Michael Lollesgaard, the chair of the U.N.'s Redeployment Coordination Committee (RCC), announced Friday that the redeployment would start Saturday and conclude by Tuesday.
The head of the rebels' Supreme Revolutionary Committee said the withdrawal from the ports started at 10 a.m. local time.
Lollesgaard said the pullout amounts to a "first practical step" since the conclusion of the Hodeida Agreement, which provides for a cease-fire between the warring parties in Yemen and withdrawal of fighters from three port cities. He said the redeployment must be followed by committed, transparent and sustained actions of the parties involved to fully deliver on their obligations.
Lollesgaard added that the full implementation of the Hodeida Agreement will help ensure the delivery of humanitarian aid to millions of people in Yemen who need life-saving assistance. The U.N. said it would continue to support that goal and work to return peace and stability to Yemen.

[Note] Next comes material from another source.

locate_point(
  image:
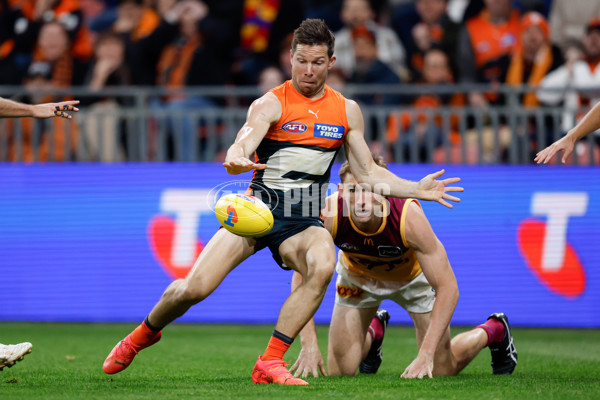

Government negotiator Sadek Dawad said he welcomed the "first step of he first phase of redeployment" of the rebel forces and urged the U.N. to monitor and verify the pullout.
The port of Hodeida is the entry point for 70 percent of the humanitarian aid and imports to Yemen, where the four-year civil war has created the world's worst humanitarian crisis. Some 60,000 people have been killed in the war that has pushed many Yemeni's to the brink of famine. Nearly 3 million people have been displaced and nearly two-thirds of them are in need of aid.